DESCRIPTION (provided by applicant): This project merges basic science with patient-relevant translational research because it identifies the causes of rare genetic diseases that impair protein N-glycosylation. Today, 39 genes are known to cause Congenital Disorders of Glycosylation (CDG), but we know that many CDG-causing genes remain undiscovered. This proposal uses a new, unbiased, forward-reaching, functional approach to identify these new genes. The Specific Aims build a bi-directional bridge between fundamental science and genetic defects in patients today. It will identify new genes to guide and inform physicians in their diagnosis of tomorrow's CDG patients in the sub-$1000-genome era. CDGs affect every organ system with a breath-taking array of variable clinical presentations that cross every medical specialty. Clinical presentations do not identify the gene, however, nearly all current CDG patients have an abnormal serum transferrin (Tf) glycosylation biomarker. There is no Tf-like cellular biomarker that can be used to assess glycosylation or complement candidate genes in suspected glycosylation-deficient patients. To fill this void, we constructed an ER-retained GFP with an N-glycosylation site (Glyc-ER-GFP) that allows fluorescence only when that site is unoccupied. This provides a highly sensitive N-glycan-biosensor for cells with impaired glycosylation: They glow. This novel cellular biomarker can identify new N-glycosylation genes by screening a well-established human genome-wide siRNA knockdown library for cells that glow. The known CDG genes serve as positive controls for the screening. Secondary glycosylation biomarkers and biochemical assays can confirm the novel gene's involvement in N-glycosylation. This approach has immediate and long-term payoffs. The functional glycosylation assay can identify genes to query today's CDG patients with unknown defects. In the future, subjects in the whole exome (genome) sequencing pipeline who show mutations in these genes will know it impacts the N-glycosylation pathway. The newly discovered genes will also expand the dimensions of our current understanding about protein glycosylation.

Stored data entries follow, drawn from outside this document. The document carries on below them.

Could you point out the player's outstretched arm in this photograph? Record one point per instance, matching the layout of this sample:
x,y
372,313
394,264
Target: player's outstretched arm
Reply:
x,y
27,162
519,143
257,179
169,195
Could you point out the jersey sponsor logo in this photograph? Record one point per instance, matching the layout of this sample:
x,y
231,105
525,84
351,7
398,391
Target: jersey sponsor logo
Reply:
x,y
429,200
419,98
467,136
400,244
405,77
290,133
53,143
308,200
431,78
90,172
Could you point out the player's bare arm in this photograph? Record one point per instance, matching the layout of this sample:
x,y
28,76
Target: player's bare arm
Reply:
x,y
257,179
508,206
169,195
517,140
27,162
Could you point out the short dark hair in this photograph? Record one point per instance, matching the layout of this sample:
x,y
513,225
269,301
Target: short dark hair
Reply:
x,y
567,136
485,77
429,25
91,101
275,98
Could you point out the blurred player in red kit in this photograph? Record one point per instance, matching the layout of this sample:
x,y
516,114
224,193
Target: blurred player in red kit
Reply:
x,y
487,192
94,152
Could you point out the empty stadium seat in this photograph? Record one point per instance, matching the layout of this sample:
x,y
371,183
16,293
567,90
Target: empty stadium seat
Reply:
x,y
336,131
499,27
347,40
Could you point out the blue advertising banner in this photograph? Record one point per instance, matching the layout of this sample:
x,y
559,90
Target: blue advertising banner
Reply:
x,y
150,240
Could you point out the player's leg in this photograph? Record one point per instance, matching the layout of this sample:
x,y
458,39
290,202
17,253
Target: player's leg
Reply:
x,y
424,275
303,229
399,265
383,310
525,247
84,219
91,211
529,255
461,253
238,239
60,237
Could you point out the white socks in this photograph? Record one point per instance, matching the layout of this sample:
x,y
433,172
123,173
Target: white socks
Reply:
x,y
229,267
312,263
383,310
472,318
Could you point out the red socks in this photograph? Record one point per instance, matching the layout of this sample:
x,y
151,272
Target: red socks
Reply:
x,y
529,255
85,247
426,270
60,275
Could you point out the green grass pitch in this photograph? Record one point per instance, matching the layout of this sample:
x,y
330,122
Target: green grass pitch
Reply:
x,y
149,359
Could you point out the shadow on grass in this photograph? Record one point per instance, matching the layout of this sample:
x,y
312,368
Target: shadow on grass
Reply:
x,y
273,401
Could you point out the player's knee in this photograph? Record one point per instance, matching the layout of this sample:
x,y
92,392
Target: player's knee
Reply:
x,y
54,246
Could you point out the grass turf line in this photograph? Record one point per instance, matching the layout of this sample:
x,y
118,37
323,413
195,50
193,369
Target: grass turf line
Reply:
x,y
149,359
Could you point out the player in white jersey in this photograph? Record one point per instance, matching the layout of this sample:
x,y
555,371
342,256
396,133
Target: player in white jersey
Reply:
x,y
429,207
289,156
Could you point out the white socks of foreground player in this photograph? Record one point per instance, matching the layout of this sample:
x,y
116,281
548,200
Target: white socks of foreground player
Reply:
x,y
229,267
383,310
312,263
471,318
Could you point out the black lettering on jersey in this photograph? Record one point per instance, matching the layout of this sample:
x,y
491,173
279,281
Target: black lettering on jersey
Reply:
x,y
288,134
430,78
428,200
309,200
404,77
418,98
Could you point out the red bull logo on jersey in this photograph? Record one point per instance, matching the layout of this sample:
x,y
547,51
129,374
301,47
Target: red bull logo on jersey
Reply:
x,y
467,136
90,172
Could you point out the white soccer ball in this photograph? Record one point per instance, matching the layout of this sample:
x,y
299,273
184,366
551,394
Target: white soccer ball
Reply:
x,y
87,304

描述（由申请人提供）：该项目将基础科学与患者相关的转化研究相结合，因为它确定了损害蛋白质 N-糖基化的罕见遗传疾病的原因。如今，已知有 39 个基因会导致先天性糖基化障碍 (CDG)，但我们知道许多导致 CDG 的基因仍未被发现。该提案使用一种新的、公正的、具有前瞻性的功能方法来识别这些新基因。具体目标在基础科学和当今患者遗传缺陷之间架起了一座双向桥梁。它将识别出新的基因，以指导和告知医生诊断未来 1000 美元以下基因组时代的 CDG 患者。 CDG 通过跨各个医学专业的一系列令人惊叹的可变临床表现影响每个器官系统。临床表现无法识别该基因，但目前几乎所有 CDG 患者的血清转铁蛋白 (Tf) 糖基化生物标志物均异常。目前还没有类似 Tf 的细胞生物标志物可用于评估疑似糖基化缺陷患者的糖基化或补充候选基因。为了填补这一空白，我们构建了带有 N-糖基化位点 (Glyc-ER-GFP) 的 ER 保留 GFP，仅当该位点未被占据时才允许发出荧光。这为糖基化受损的细胞提供了高度灵敏的 N-聚糖生物传感器：它们会发光。这种新型细胞生物标志物可以通过筛选成熟的人类全基因组 siRNA 敲低文库来识别新的 N-糖基化基因，以寻找发光细胞。已知的 CDG 基因作为筛选的阳性对照。二级糖基化生物标志物和生化检测可以证实新基因参与 N-糖基化。这种方法具有即时和长期的回报。功能性糖基化检测可以识别基因，以查询当今具有未知缺陷的 CDG 患者。将来，整个外显子组（基因组）测序流程中显示这些基因突变的受试者将知道它会影响 N-糖基化途径。新发现的基因也将扩展我们目前对蛋白质糖基化的理解。